И Барышников расхохотался. Никифор сердито вышел из кабинета и снова прошёл в свой угол. Он решился идти в село Трындино, за две версты от усадьбы, где он служил, к псаломщикову сыну, чтобы пристроить Венерку. Но, однако, он медлил и не собирался в путь, слоняясь по своему углу с рассеянным и смущённым взором. В глубине души он подозревал, что его Венерку никто не возьмёт даже за приплату с его стороны, и это его угнетало. Кроме того, его угнетало сознание, что и сам он делается старым и негодным, и что только поэтому к нему начинают придираться. Когда он был молод, его держали и с собакой, да и платили дороже, а теперь он стал много дешевле. С тем же рассеянным и смущённым взором он вышел неизвестно для чего на крыльцо, и долго стоял на ветру, всматриваясь в осеннюю муть ненастного дня, не обещавшего ничего радостного. Тут он увидел скотницу Авдотью; она стояла у бочки, и, очевидно, только что вымыв свои крупные и сильные руки, вытирала их фартуком. Её здоровый и цветущий вид обозлил Никифора и он сердито крикнул:
— Сколько сегодня яиц съела?
Авдотья даже не удостоила его ответом, и брезгливо повернувшись к нему задом, продолжала вытирать свои руки.

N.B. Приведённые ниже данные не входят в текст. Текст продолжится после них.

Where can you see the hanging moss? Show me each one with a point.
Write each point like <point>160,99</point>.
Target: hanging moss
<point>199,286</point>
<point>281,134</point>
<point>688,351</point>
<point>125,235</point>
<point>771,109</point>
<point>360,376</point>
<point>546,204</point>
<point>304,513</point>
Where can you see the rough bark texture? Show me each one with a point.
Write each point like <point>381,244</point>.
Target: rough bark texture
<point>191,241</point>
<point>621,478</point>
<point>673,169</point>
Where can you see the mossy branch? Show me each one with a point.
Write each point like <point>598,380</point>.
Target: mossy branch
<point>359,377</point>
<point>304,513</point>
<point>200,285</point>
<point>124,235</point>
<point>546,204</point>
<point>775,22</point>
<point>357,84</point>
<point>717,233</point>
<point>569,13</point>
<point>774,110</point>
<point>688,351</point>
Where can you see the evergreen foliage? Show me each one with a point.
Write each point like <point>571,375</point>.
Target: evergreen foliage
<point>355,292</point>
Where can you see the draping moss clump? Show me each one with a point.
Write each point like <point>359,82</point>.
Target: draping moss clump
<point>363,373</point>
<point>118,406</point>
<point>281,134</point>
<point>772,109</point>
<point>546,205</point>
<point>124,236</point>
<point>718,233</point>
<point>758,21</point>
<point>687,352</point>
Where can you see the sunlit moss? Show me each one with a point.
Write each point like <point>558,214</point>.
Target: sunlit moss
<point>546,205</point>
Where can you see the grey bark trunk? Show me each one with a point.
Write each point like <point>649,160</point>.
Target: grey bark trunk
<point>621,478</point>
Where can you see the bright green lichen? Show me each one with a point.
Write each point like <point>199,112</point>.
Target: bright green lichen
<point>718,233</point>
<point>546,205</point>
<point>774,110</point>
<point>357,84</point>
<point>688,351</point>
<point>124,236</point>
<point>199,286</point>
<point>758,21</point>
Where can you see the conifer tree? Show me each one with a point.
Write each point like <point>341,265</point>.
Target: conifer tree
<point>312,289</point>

Это ещё более обозлило Никифора.
— А ты мне свою астролябию-то не выказывай, — крикнул он ей, — я ведь тебе не кто-нибудь!
И, подняв осколок кирпича от размытого дождями фундамента, он швырнул им в неё, умышленно сделав так, чтоб осколок ударил в бочку.
— Моли Бога, не попал! — крикнул он, и сердито хлопнув дверью, вошёл в дом.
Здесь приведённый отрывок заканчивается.